Open farinamhz opened 11 months ago
[To be updated]
Based on my research on available choices for the translation model and what we discussed before in our previous issue for translation model (https://github.com/fani-lab/LADy/issues/24), there are some libraries that will give us the access to using Google Translate API which I expect to work better than the pretrained models.
I previously tested several libraries that claimed to offer access to the Google Translate API, but they were not successful. Here's a brief overview of my findings:
googletrans
library eventually blocks access from a remote host after processing approximately 1,000 reviews.translatepy
library lacks a batch translation function, and sending individual requests for a large number of reviews seems impractical.As a result, I continued my search and discovered the deep-translator
library, which has proven to be effective with our toy
dataset. I plan to further test this library with the full dataset versions.

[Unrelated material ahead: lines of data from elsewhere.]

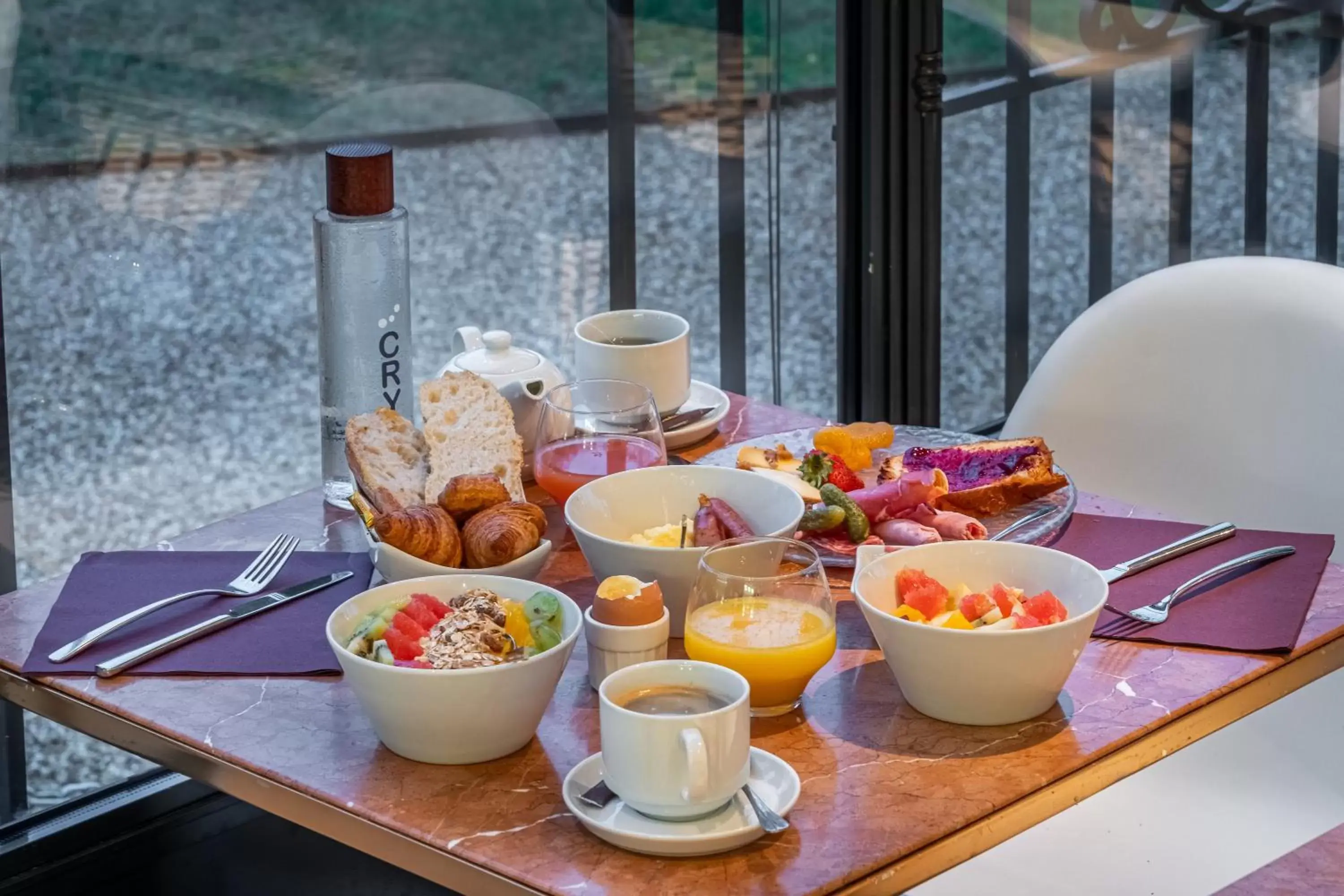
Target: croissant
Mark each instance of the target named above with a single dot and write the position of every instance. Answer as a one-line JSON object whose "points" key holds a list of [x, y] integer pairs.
{"points": [[502, 534], [471, 493], [425, 531]]}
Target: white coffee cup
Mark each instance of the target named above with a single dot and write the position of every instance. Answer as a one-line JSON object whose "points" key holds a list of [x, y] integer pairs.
{"points": [[663, 366], [676, 767]]}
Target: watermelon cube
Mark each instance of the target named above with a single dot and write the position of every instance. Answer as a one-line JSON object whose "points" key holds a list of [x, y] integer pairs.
{"points": [[409, 626], [402, 645], [424, 617], [1046, 607], [1006, 597], [920, 590], [975, 606], [432, 603], [1026, 621]]}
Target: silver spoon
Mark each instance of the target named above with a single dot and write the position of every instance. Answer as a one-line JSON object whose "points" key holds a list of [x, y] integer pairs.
{"points": [[772, 823]]}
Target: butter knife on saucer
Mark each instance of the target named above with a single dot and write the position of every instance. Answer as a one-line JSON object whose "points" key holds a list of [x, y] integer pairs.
{"points": [[120, 664]]}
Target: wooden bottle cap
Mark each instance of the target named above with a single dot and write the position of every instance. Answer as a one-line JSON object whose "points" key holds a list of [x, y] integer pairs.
{"points": [[359, 179]]}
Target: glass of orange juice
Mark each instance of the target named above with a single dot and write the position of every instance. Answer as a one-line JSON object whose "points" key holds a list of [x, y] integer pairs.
{"points": [[762, 607]]}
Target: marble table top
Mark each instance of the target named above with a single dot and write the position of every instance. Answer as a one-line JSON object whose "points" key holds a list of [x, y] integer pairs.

In the meantime, I investigated to see if FLAN is a good option, and unfortunately, currently, FLAN doesn't suit our needs, particularly because of the backtranslation step that necessitates tokenization and handling of the reverse translation process. Although FLAN excels in translating into English, its capability to translate from English to other languages falls short, as noted by the authors in the paper. This limitation is attributed to the use of English-specific tokenizers.
In this phase, we plan to integrate an additional translation model to determine if the observed improvements are consistent across various translators or if there's potential for further enhancement.